Initially, my reactions to this behavior might include frustration or impatience, driven by the challenges of managing such disruptive conduct within a therapeutic environment. These reactions, if unexamined, could negatively influence the therapeutic relationship by conveying disapproval or lack of understanding, potentially leading to withdrawal or resistance from the youth (Kazdin, 2017). For example, responding with irritation could escalate oppositional behavior or create a barrier to trust.
However, recognizing the importance of maintaining a supportive and non-judgmental stance, I would work to transform my initial negative reactions into a calm, empathetic response. This could involve validating the child's feelings and expressing understanding of their frustration, while clearly setting boundaries and expectations (Eyberg, Nelson, & Boggs, 2008). For instance, if the adolescent dismisses an intervention or questions my authority, I might respond by saying, “I understand you're upset right now, and it's okay to feel that way. Let’s work together to find a way to make this helpful for you.” This approach fosters trust and rapport, which are essential for effective therapy.
In conclusion, self-awareness of one’s reactions in therapy is crucial to build a positive therapeutic alliance. Transforming negative reactions into supportive responses involves active listening, validation, and establishing clear boundaries. Such strategies promote engagement and facilitate progress in addressing disruptive behaviors (Pardini, Frick, & Moffitt, 2010). As clinicians, continuous reflection on our responses to disruptive behaviors enhances our capacity to deliver effective, compassionate care tailored to each child's needs.
References
- American Psychiatric Association. (2013). Diagnostic and statistical manual of mental disorders (5th ed.).

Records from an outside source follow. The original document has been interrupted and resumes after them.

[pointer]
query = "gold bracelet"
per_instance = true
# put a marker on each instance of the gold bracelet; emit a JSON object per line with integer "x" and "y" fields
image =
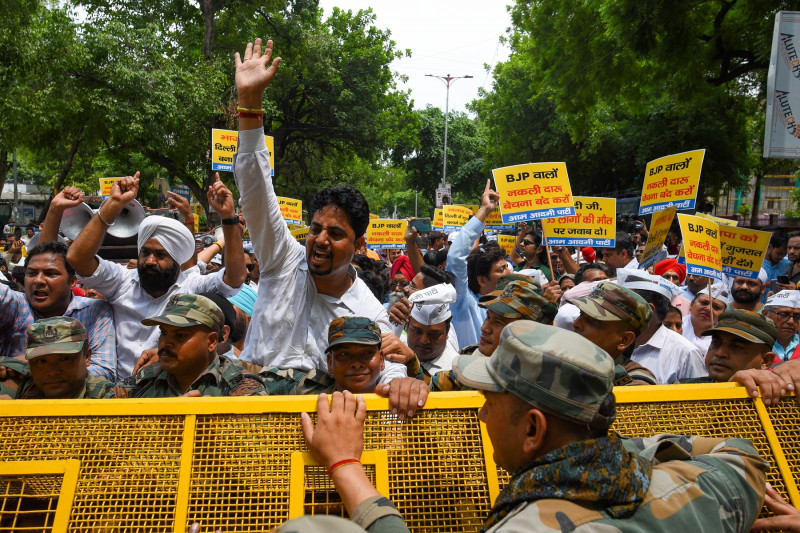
{"x": 102, "y": 219}
{"x": 259, "y": 111}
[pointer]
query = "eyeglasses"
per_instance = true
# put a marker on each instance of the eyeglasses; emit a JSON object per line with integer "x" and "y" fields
{"x": 784, "y": 316}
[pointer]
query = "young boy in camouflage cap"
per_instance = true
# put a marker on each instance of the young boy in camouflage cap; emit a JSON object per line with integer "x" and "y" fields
{"x": 354, "y": 362}
{"x": 612, "y": 317}
{"x": 187, "y": 349}
{"x": 58, "y": 357}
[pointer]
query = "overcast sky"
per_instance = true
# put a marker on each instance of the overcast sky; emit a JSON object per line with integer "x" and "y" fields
{"x": 455, "y": 37}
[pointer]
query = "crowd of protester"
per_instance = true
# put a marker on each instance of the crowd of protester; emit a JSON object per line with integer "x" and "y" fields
{"x": 545, "y": 332}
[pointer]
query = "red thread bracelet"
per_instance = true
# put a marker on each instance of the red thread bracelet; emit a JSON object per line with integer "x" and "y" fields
{"x": 343, "y": 462}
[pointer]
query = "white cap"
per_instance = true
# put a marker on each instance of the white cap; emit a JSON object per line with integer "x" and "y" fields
{"x": 536, "y": 274}
{"x": 719, "y": 291}
{"x": 631, "y": 278}
{"x": 444, "y": 293}
{"x": 790, "y": 298}
{"x": 432, "y": 314}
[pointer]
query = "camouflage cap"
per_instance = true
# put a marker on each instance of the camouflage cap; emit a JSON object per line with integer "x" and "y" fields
{"x": 522, "y": 299}
{"x": 551, "y": 368}
{"x": 753, "y": 327}
{"x": 608, "y": 302}
{"x": 58, "y": 334}
{"x": 353, "y": 329}
{"x": 187, "y": 310}
{"x": 504, "y": 280}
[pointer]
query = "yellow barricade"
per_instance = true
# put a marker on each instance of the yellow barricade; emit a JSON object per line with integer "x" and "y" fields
{"x": 240, "y": 464}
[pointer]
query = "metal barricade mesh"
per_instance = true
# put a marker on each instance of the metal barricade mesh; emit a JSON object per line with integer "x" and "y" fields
{"x": 28, "y": 503}
{"x": 129, "y": 466}
{"x": 241, "y": 470}
{"x": 785, "y": 419}
{"x": 159, "y": 465}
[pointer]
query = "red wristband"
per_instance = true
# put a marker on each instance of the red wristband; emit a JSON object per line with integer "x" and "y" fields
{"x": 339, "y": 464}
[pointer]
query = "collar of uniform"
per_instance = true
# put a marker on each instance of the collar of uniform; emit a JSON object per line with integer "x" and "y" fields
{"x": 211, "y": 370}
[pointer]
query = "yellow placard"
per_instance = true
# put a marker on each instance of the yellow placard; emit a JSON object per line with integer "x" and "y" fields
{"x": 671, "y": 180}
{"x": 533, "y": 191}
{"x": 438, "y": 219}
{"x": 507, "y": 243}
{"x": 701, "y": 240}
{"x": 593, "y": 224}
{"x": 224, "y": 145}
{"x": 495, "y": 221}
{"x": 659, "y": 230}
{"x": 719, "y": 220}
{"x": 291, "y": 210}
{"x": 300, "y": 234}
{"x": 454, "y": 217}
{"x": 743, "y": 250}
{"x": 106, "y": 184}
{"x": 384, "y": 233}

- Eyberg, S. M., Nelson, M. M., & Boggs, S. R. (2008). Evidence-based psychosocial treatments for children and adolescents with disruptive behavior. Journal of Clinical Child and Adolescent Psychology, 37(1), 215–237.
- Kazdin, A. E. (2017). The therapy process and outcome. In Behavior modification in applied settings (pp. 1-34). Springer, Cham.

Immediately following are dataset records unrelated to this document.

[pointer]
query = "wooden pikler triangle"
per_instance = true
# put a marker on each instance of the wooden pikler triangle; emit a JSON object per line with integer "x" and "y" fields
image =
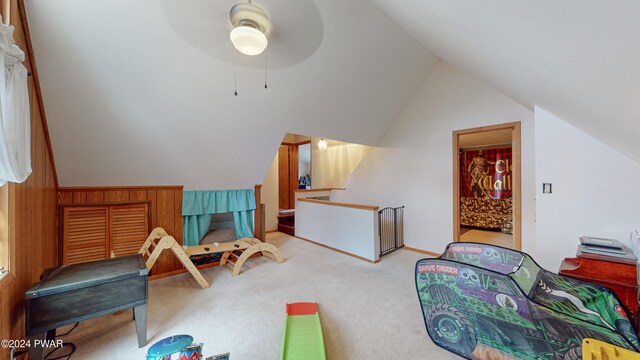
{"x": 234, "y": 253}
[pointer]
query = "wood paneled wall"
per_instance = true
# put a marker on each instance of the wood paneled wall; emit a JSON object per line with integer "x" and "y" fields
{"x": 165, "y": 208}
{"x": 32, "y": 209}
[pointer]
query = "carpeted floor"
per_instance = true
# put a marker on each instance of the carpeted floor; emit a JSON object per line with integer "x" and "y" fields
{"x": 368, "y": 311}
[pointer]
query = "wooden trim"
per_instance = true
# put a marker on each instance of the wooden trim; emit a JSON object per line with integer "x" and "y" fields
{"x": 107, "y": 188}
{"x": 36, "y": 83}
{"x": 334, "y": 203}
{"x": 477, "y": 148}
{"x": 6, "y": 12}
{"x": 108, "y": 203}
{"x": 421, "y": 251}
{"x": 487, "y": 128}
{"x": 340, "y": 251}
{"x": 6, "y": 281}
{"x": 516, "y": 179}
{"x": 319, "y": 189}
{"x": 517, "y": 189}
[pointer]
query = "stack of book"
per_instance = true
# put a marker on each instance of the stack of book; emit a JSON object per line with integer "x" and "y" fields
{"x": 605, "y": 249}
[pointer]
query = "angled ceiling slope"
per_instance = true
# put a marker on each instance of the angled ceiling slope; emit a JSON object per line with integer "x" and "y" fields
{"x": 141, "y": 92}
{"x": 579, "y": 59}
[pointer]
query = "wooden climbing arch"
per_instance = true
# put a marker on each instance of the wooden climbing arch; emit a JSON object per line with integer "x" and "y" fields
{"x": 234, "y": 253}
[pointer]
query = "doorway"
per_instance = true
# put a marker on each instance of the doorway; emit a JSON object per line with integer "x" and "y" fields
{"x": 294, "y": 173}
{"x": 486, "y": 185}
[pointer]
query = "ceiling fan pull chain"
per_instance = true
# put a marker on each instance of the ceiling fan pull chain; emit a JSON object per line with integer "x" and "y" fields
{"x": 265, "y": 72}
{"x": 235, "y": 74}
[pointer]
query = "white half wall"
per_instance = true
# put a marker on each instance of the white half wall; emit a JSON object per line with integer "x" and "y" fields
{"x": 351, "y": 230}
{"x": 413, "y": 165}
{"x": 594, "y": 190}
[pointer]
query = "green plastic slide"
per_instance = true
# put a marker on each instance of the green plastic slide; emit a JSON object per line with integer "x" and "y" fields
{"x": 302, "y": 338}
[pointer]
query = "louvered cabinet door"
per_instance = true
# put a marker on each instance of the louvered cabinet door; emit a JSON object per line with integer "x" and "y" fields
{"x": 85, "y": 234}
{"x": 129, "y": 228}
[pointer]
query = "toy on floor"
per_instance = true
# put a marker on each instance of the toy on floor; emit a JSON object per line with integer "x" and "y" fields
{"x": 593, "y": 349}
{"x": 302, "y": 338}
{"x": 483, "y": 302}
{"x": 234, "y": 253}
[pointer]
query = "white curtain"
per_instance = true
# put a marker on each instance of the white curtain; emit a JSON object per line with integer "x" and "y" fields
{"x": 15, "y": 123}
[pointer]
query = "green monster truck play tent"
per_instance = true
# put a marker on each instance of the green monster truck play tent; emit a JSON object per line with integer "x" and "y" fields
{"x": 485, "y": 302}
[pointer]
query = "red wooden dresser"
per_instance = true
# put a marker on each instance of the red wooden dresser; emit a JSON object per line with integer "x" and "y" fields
{"x": 621, "y": 278}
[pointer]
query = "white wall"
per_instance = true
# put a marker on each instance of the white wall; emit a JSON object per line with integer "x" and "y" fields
{"x": 413, "y": 165}
{"x": 333, "y": 166}
{"x": 595, "y": 190}
{"x": 168, "y": 114}
{"x": 352, "y": 230}
{"x": 269, "y": 195}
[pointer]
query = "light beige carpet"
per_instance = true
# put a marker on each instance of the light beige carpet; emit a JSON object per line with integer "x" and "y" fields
{"x": 368, "y": 311}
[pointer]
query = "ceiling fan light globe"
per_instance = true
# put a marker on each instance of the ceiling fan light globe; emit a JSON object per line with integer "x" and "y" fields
{"x": 248, "y": 40}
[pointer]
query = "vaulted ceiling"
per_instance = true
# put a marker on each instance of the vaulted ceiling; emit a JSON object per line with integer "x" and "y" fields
{"x": 141, "y": 92}
{"x": 579, "y": 59}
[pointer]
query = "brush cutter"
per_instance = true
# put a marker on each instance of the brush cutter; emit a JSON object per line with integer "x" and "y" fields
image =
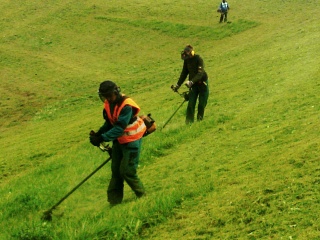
{"x": 185, "y": 96}
{"x": 47, "y": 215}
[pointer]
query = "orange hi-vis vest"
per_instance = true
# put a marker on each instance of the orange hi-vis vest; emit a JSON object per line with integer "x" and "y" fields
{"x": 133, "y": 131}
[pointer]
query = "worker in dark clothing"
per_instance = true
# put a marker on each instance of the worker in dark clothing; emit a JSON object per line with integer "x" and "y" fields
{"x": 125, "y": 129}
{"x": 223, "y": 10}
{"x": 198, "y": 83}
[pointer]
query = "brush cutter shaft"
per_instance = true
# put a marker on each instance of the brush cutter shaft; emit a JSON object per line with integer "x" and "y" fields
{"x": 76, "y": 187}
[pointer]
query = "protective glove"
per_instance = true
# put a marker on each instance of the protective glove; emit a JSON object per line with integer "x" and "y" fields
{"x": 175, "y": 88}
{"x": 95, "y": 140}
{"x": 189, "y": 84}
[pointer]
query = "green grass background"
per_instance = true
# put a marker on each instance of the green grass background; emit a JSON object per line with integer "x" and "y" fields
{"x": 250, "y": 170}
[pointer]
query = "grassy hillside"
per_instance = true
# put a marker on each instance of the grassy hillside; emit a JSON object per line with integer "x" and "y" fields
{"x": 250, "y": 170}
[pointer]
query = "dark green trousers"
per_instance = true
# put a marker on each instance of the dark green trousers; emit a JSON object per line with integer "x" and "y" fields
{"x": 200, "y": 91}
{"x": 125, "y": 160}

- Pardini, D. A., Frick, P. J., & Moffitt, T. E. (2010). Building an evidence base for DSM-5 conceptualizations of oppositional defiant disorder and conduct disorder: Introduction to the special section. Journal of Abnormal Psychology, 119(4), 683–688.

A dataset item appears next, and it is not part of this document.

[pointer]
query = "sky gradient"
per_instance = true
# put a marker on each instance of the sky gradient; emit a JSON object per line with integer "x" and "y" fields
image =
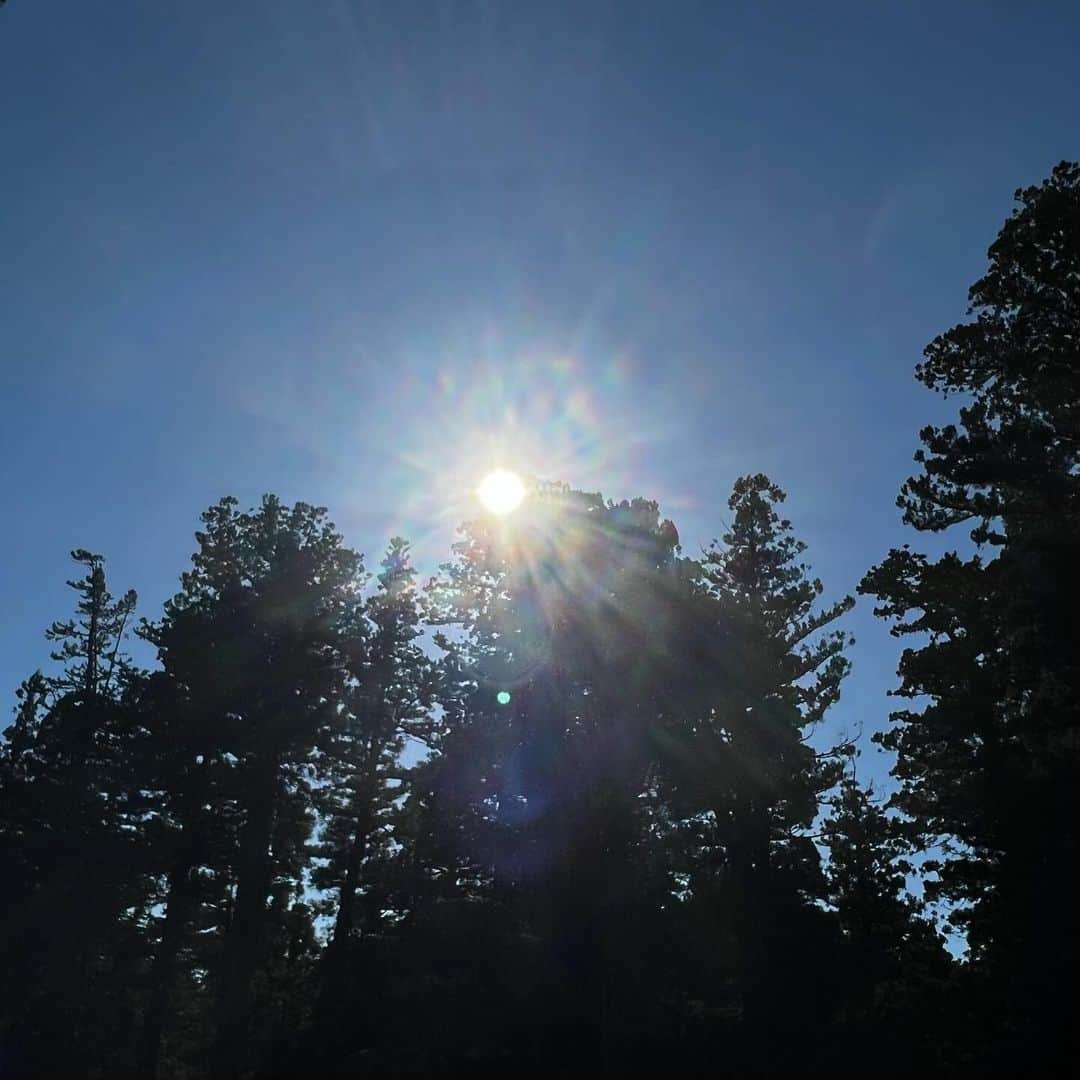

- Taggart, J., Eisen, S., & Lillard, A. S. (2019). The current landscape of US children’s television: Violent, prosocial, educational, and fantastical content. Journal of Children and Media, 13(3), 276–294.
- Hamblin, J. (2017, December 11). How spanking affects later relationships. The Atlantic. Retrieved from https://www.theatlantic.com/
- Laureate Education. (2014c). Disruptive behaviors [Video file].
- Laureate Education. (2014d). Disruptive behaviors: Part one [Interactive media].
- Laureate Education. (2014e). Disruptive behaviors: Part two [Interactive media].
- Child and adolescent clinicians should consider the impact of peer relations on disruptive behavior (Powers & Bierman, 2013).